CD38 inhibition would likely have unforeseen effects, as it is a highly complex molecule capable of numerous functions
Inhibition of CD38 may also result in a deleterious impact on immunological function. CD38/cADPR also signals oxytocin release, which regulates many social behaviors, and inhibiting this process may induce several forms of mental impairment... In addition, CD38 plays an important role in the immune system, and knockout of CD38 has been shown to increase susceptibility to bacterial infection.
For example, CD38 levels are elevated in some types of cancer, so eliminating CD38 might slow cancer progression. However, other types of cancer require NAD pools for the cancer to grow, and CD38 might be starving the cancer of NAD and thus slowing the cancer's growth:
Therapeutic strategies that target CD38 activity would likely be effective in solid tumors in addition to hematologic malignancies like multiple myeloma. The exception to this may exist for those tumor types which require increased NAD+ pools for metabolic needs like fatty acid and lipid synthesis, as described in prostate cancer.

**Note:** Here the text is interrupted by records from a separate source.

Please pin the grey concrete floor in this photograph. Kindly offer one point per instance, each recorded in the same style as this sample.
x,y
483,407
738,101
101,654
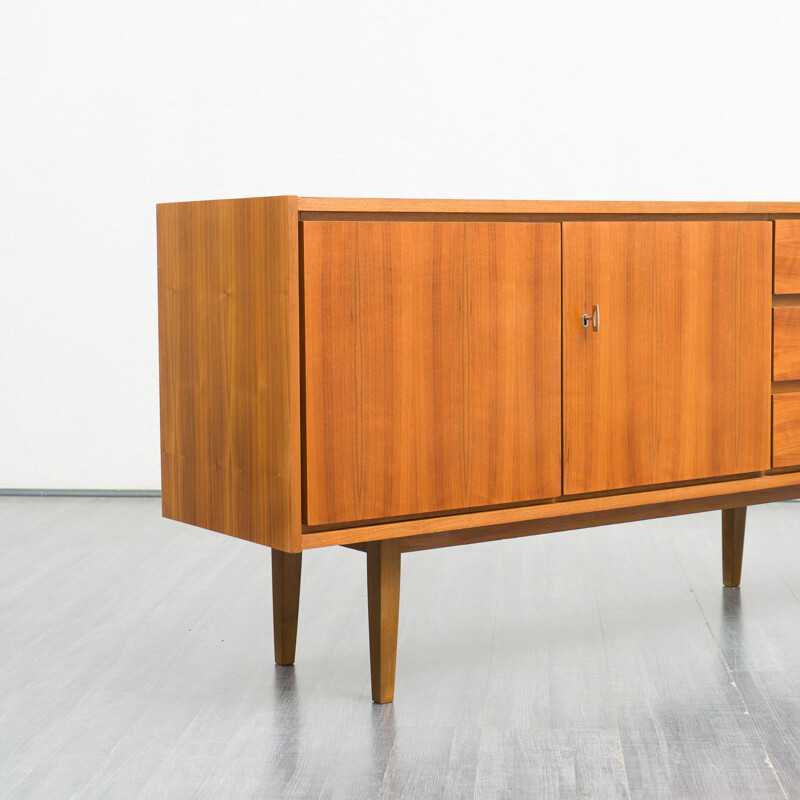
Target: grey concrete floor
x,y
136,661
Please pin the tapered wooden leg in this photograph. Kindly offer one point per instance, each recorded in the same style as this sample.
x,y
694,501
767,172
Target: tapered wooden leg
x,y
383,598
285,603
733,520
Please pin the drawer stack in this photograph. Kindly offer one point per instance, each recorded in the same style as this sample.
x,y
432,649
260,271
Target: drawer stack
x,y
786,346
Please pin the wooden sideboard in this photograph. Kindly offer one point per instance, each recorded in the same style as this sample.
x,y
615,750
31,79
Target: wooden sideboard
x,y
399,375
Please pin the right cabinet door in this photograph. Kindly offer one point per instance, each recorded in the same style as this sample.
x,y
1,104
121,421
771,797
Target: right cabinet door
x,y
671,379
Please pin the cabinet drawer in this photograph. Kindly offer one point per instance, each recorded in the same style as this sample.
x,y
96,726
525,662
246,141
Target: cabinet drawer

In sum, CD38 inhibition likely would provide some benefit, but also likely would involve some risks:
The therapeutic potential of these NAD analog inhibitors may be limited due to the inhibitory effect they may have in several other NAD dependent enzymes, which raises concerns about their specificity. Thus, these “non-specific” effects may limit their in vivo applicability.
Until we better understand the risks associated with inhibiting NAD-0consuming enzymes, it might be safer and more prudent to increase the supply of NAD by replenishing with NAD precursors rather than to reduce demand for NAD.